La situation actuelle : un « État modeste, mais omniprésent »
Ceci est un article issu de livre L'essentiel de l'histoire économique publié en 2017 par Arnaud Labossiere.
Quel sens pour l’État-nation dans le cadre de la mondialisation et des unions régionales ?
« Un pays c’est un État, une armée, une monnaie » selon l’expres-sion du général DE GAULLE. Cette conception classique a manifestement vieilli.
Membre de l’Union européenne, la France n’a en effet plus le même contrôle de son territoire ; l’État est soumis à des règles de fonctionnement fixées par les institutions supranationales de Bruxelles (comme le Pacte de stabilité et de croissance de 1997 qui encadre l’endettement) ; et la monnaie française est une monnaie commune, l’euro.
Pour autant, la montée en puissance géopolitique des « pays-continents » comme le Brésil ou la Chine incite bien les pays européens à se rassembler pour peser sur la scène internationale. Pour le démographe Emmanuel TODD (L’Illusion économique, 1998), l’effacement du concept de nation relève cependant d’un choix politique : « ce n’est pas la mondialisation qui dissout les nations, mais l’autodissolution des nations qui produit la mondialisation ».
La relance 2008-2009 et l’austérité
La crise économique a donné lieu au retour conjoint de l’État interventionniste (plan OBAMA de 800 milliards de dollars aux États-Unis, relance coordonnée de 200 milliards d’euros en Europe) et de l’État régulateur (avec certaines initiatives pour réguler la finance, notamment le Dodd-Frank Act de 2010 aux États-Unis). Il apparaît donc que l’État a encore un rôle indispensable pour (tenter de) juguler les crises.

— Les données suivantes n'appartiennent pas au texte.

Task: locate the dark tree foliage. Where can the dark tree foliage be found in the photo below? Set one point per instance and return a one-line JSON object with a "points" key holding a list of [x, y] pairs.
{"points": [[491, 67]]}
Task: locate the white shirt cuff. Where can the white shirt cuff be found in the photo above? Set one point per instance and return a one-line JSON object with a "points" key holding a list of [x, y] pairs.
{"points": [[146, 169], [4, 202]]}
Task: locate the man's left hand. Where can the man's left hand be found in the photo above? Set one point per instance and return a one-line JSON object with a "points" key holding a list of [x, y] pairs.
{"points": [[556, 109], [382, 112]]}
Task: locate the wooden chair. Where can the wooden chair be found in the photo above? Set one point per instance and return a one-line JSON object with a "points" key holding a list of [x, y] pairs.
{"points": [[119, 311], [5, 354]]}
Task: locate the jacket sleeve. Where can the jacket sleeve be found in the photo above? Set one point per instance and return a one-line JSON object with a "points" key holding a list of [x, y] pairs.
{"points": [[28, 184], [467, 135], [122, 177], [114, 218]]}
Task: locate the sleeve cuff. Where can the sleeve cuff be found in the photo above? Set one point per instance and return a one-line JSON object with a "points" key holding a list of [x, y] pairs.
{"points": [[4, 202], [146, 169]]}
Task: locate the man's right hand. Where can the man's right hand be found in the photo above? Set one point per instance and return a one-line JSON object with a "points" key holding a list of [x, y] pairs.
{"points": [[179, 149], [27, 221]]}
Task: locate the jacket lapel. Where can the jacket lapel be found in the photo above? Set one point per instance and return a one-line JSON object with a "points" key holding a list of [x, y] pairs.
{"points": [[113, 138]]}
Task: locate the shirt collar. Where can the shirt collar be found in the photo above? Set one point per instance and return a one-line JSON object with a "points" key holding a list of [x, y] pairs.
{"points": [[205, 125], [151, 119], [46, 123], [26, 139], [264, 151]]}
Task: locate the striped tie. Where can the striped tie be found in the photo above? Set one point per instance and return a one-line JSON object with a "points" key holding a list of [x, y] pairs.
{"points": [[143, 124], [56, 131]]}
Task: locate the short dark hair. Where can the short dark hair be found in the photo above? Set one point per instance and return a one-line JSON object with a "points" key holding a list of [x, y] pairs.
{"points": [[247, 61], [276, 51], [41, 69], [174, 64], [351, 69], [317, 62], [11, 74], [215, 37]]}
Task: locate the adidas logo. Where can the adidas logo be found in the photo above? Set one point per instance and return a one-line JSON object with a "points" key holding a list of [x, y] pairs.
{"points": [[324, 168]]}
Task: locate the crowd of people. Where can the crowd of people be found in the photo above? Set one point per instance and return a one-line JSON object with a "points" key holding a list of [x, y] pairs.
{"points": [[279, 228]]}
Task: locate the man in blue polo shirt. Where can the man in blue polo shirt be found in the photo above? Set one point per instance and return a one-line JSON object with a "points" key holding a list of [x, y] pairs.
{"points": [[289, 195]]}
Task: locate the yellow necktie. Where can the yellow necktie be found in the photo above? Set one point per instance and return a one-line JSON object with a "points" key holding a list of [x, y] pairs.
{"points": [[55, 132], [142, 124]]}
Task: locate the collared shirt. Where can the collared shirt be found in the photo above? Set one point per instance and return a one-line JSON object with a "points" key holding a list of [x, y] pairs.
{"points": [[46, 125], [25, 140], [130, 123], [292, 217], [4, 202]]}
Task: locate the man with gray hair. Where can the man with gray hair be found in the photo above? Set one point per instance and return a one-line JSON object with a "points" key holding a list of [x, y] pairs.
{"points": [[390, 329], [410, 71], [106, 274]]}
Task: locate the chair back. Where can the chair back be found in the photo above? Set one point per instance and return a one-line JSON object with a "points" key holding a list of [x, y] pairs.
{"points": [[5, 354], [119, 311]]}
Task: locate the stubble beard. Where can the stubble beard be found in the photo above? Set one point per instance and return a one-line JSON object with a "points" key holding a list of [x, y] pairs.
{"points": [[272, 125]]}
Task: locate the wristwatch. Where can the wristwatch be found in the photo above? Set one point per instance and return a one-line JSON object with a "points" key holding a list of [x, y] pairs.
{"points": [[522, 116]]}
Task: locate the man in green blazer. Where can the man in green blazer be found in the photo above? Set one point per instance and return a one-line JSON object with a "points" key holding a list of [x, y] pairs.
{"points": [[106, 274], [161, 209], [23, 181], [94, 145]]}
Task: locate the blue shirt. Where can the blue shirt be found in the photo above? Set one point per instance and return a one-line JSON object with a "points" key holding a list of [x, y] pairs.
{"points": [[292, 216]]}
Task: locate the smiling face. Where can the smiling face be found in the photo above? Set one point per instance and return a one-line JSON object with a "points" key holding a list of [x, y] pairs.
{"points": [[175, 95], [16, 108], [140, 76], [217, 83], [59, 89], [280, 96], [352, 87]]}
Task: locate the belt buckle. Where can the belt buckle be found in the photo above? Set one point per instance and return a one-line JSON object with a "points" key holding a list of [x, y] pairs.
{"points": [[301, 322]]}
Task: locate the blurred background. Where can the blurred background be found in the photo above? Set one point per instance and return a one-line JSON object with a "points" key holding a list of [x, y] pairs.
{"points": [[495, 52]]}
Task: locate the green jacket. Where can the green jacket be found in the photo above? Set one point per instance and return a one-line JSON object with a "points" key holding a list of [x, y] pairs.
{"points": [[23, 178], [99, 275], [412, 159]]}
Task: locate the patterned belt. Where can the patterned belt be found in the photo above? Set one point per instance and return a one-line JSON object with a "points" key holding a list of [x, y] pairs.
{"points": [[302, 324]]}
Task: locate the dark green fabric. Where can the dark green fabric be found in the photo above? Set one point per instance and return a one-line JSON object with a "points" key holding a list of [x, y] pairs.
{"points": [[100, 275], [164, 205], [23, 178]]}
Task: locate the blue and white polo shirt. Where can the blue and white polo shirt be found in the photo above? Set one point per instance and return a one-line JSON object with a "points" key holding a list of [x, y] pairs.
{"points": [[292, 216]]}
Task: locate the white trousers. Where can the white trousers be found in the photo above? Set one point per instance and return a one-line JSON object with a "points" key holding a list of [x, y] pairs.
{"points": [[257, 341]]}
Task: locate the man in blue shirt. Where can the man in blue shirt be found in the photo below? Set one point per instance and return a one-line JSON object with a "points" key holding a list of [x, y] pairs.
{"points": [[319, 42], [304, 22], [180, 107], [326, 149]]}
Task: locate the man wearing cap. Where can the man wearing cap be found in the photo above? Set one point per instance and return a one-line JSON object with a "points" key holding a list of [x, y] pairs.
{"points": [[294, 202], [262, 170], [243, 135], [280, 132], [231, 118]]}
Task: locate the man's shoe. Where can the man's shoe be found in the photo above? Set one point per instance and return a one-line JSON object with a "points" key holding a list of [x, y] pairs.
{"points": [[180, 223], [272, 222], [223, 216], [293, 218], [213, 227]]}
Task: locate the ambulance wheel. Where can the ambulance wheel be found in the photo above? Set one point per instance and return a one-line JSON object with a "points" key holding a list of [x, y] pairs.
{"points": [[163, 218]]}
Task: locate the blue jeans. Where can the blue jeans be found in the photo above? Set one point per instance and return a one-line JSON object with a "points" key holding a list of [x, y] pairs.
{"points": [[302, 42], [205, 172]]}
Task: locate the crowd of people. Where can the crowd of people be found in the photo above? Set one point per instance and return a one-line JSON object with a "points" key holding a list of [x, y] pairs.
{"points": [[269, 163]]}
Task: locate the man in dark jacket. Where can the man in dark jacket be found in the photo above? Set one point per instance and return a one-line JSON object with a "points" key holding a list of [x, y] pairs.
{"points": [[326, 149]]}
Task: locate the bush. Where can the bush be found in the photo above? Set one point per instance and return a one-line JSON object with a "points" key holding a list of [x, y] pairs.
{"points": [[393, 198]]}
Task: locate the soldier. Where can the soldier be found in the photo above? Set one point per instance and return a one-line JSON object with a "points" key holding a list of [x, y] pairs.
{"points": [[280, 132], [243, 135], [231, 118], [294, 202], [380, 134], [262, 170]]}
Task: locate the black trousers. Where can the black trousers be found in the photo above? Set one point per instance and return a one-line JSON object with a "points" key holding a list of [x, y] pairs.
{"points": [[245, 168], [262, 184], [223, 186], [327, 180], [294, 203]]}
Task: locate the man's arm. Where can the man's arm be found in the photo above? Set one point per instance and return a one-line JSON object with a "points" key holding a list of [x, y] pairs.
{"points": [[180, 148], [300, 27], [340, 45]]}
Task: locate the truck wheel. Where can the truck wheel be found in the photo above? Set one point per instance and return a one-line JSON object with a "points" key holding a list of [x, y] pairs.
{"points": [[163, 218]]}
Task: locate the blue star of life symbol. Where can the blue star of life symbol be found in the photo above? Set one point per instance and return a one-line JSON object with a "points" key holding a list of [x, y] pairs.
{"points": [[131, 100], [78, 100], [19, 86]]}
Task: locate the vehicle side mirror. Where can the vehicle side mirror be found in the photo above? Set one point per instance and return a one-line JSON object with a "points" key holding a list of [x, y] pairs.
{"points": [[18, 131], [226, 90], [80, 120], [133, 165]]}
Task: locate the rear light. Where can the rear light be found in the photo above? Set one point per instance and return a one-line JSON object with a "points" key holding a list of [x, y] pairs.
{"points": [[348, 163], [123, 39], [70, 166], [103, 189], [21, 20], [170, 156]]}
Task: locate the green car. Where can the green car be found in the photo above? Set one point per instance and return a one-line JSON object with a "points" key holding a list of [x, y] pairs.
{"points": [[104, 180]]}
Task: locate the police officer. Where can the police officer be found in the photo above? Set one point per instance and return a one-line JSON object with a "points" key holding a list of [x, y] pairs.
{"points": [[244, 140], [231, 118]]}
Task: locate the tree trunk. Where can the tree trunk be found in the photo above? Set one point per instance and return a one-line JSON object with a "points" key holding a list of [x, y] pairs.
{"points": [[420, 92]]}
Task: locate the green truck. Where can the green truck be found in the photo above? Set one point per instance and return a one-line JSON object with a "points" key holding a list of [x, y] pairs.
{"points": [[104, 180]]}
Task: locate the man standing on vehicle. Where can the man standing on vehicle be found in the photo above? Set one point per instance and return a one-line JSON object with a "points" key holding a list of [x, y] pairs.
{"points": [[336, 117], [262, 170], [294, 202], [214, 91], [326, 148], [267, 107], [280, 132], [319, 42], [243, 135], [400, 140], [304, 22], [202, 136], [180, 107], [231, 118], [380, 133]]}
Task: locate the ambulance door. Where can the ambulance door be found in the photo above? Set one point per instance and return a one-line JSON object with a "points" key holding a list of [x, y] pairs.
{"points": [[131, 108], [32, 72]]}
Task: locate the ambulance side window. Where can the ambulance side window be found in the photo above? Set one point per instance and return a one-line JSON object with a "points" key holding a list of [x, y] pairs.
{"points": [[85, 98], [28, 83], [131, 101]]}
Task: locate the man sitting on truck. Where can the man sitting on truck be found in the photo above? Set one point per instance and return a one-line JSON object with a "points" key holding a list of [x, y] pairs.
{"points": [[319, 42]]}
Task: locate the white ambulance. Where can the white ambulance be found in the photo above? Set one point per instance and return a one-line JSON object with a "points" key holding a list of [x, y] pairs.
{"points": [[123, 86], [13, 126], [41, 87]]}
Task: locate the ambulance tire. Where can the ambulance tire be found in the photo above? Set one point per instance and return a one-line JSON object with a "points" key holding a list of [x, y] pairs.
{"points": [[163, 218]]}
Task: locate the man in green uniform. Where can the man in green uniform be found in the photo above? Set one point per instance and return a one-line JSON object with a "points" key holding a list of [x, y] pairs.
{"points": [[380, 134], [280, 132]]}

Conséquence directe des différents plans de relance, la dette publique atteint des sommets : 95 % du PIB en France et dans la zone euro, 112 % aux États-Unis (2015). Se pose dès lors la question de la soutenabilité de ces dettes en raison de l’effet « boule de neige ». Les États sont ainsi tiraillés entre, d’une part, une poursuite de la relance (et donc de l’endettement), et d’autre part l’austérité budgétaire (pour réduire l’endettement et les incertitudes pesant sur leur solvabilité).
L'austérité est un « remède » qui ne fait pas consensus, car ses résultats sont plus que mitigés. Entre 2010 et 2015, l'austérité grecque a par exemple fait reculer le PIB de 25 %, tandis que la dette publique est passée dans le même temps de 133 % à 180 % du PIB[1]. Les allocations chômage ont baissé de 30 % et le chômage des jeunes a atteint 48 %. Entre 2010 et 2014, le nombre de suicides a augmenté de 100 %[2]. En 2013, le FMI a admis ses « échecs notables » dans le plan grec. L'austérité a engendré une poussée de violence politique et sociale sans vraiment assainir la situation économique. PONTICELLI et VOTH (Austérité et anarchie, 2011) ont mesuré sur la période 1919-2008 que la hausse des dépenses publiques tend à réduire la violence politique et sociale, tandis qu’une baisse les accroît.
La compétitivité et l’attractivité du territoire : une mission pour l’État
Dans une économie mondialisée où les firmes, les travailleurs, et les pays sont en concurrence, la compétitivité et l’attractivité du territoire sont des enjeux cruciaux. Ainsi, la France a par exemple opté pour la création de « pôles de compétitivité » (on en compte actuellement plus de 70) et pour des mesures fiscales incitatives, comme le crédit impôt recherche (pour attirer les IDE). En 2013, le Rapport GALLOIS proposait des axes de réformes pour renforcer la compétitive française : baisser les cotisations sociales (et augmenter la CSG et la TVA), assouplir le marché du travail, exploiter le gaz de schiste, sanctuariser les budgets de la recherche et renforcer le dialogue social.
Pour l'entrepreneur Laurent ALEXANDRE, les gouvernements français mènent une mauvaise stratégie de compétitivité : « L'État ne prépare pas le futur, mais défend de façon aveugle un passé révolu ». Il dépense l'argent du contribuable pour essayer de sauver Florange, au lieu d'adapter le pays au contexte économique et technologique actuel, ainsi qu'aux enjeux à venir. Car « nous sommes des nains dans la bataille mondiale des algorithmes et de l'intelligence artificielle », et la France court le risque de devenir une simple « colonie numérique » de la Silicon Valley (Google démocratie, 2011).
[1] Cet indicateur doit bien sûr mécaniquement augmenter, étant donné que le PIB décroît fortement.
[2] Source : Éloge de l’anormalité (2014), Matthieu Pigasse.